Let’s end the post with a couple of nasturtiums. There are lots more to come – hopefully – judging by what I can see – at least I hope so as need to make more ‘capers’ (if Fred can remind me of his recipe – I remember putting them in salt first?).

That is my six this week, and as usual, I am looking forward to seeing everyone’s beautiful gardens in other parts of the world. Hope you are all well and enjoying your gardens in whatever the season is with you.

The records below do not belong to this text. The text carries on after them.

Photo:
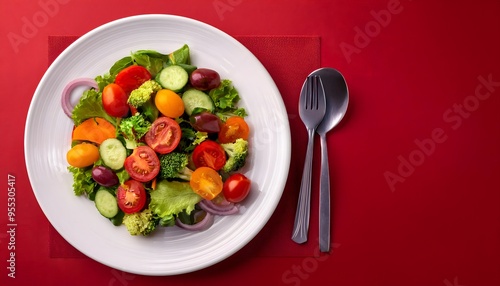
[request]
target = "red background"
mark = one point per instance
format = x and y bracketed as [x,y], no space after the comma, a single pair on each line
[413,68]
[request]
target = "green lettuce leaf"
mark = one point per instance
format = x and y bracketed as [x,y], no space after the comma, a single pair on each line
[83,184]
[226,98]
[171,198]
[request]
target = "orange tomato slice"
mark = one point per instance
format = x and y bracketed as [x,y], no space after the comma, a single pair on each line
[94,130]
[206,182]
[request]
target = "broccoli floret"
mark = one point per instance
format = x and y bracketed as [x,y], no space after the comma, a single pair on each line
[143,93]
[143,222]
[174,166]
[237,153]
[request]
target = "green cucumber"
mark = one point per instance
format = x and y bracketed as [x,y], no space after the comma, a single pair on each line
[173,77]
[194,98]
[106,204]
[113,153]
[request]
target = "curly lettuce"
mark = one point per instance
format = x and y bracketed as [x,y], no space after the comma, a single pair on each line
[90,106]
[171,198]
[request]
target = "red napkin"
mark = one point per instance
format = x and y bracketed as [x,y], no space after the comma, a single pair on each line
[288,59]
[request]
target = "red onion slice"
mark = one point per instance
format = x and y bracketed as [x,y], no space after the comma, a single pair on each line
[66,94]
[211,207]
[204,224]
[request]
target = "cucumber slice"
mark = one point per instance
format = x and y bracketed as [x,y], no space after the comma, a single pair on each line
[173,77]
[113,153]
[106,203]
[194,98]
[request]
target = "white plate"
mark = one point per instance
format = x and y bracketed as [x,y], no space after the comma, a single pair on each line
[170,250]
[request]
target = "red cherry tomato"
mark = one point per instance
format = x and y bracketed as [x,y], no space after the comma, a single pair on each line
[236,188]
[114,100]
[235,127]
[131,196]
[209,154]
[132,77]
[143,164]
[164,135]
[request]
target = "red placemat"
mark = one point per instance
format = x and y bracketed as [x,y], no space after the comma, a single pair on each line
[288,59]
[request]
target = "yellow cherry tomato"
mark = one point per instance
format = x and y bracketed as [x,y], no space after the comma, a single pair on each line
[206,182]
[169,103]
[82,155]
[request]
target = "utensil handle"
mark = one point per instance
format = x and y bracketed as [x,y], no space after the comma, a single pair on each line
[324,199]
[301,224]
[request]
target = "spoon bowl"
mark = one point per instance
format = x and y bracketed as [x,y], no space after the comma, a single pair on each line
[337,100]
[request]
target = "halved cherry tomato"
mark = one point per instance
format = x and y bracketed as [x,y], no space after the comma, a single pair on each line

You can find Thistles and Kiwis on Facebook, and also on Instagram @thistlesandkiwis.  As for Twitter….am totally inactive these days.  If you want to get in touch, email me on


  1. A lovely array of flowers to come home to after spending time away. I am happy to report there is thunder about and I can hear the swishing of tyres on the road below our house – the light drizzle can only be good for our garden 🙂

    Liked by 1 person

  2. Oh, thank you for the sunshine! I am very happy to share it with you on this cold, extremely wet and windy day. Your Dahlias are so pretty and unblemished, almost makes me want to attempt to grow them again. Almost…

    Liked by 1 person

  3. Your garden faired well while you were away. The dahlias are looking lovely, as are the herbs. I have no luck growing bergamot here unfortunately, and the Hosta flower is delightful! I hope mine will flower this year. I find Alstroemerias very rewarding. Best wishes for a Happy New Year to you too!

    Liked by 1 person

    1. I kept saying to my husband ‘what about my plants’ when we were away…but I was really appy most things were fine, especially my dahlias and to see the hostas in bloom on getting home wa a delight.

      Liked by 1 person

  4. I love the nasturtiums – mine are bedevilled by shade as leaf growth everywhere is monstrous after such a wet season. And capers? Oooh, I missed that from Fred. Fred!!!!! We need your recipe!

    Liked by 1 person

    1. Guess what? I found Fred’s recipe! “Once picked, I cover them lightly with salt for 24 hours, I rinse them, and put them in a jar with vinegar and a mix of coriander, rosemary, pepper and chili : Ready to eat after 2 months.”


    1. February is usually the hottest month. The long range forecast is for a warm autumn, so let’s see what goes on out there! There are a few seeds I planted that are not yet showing signs of life.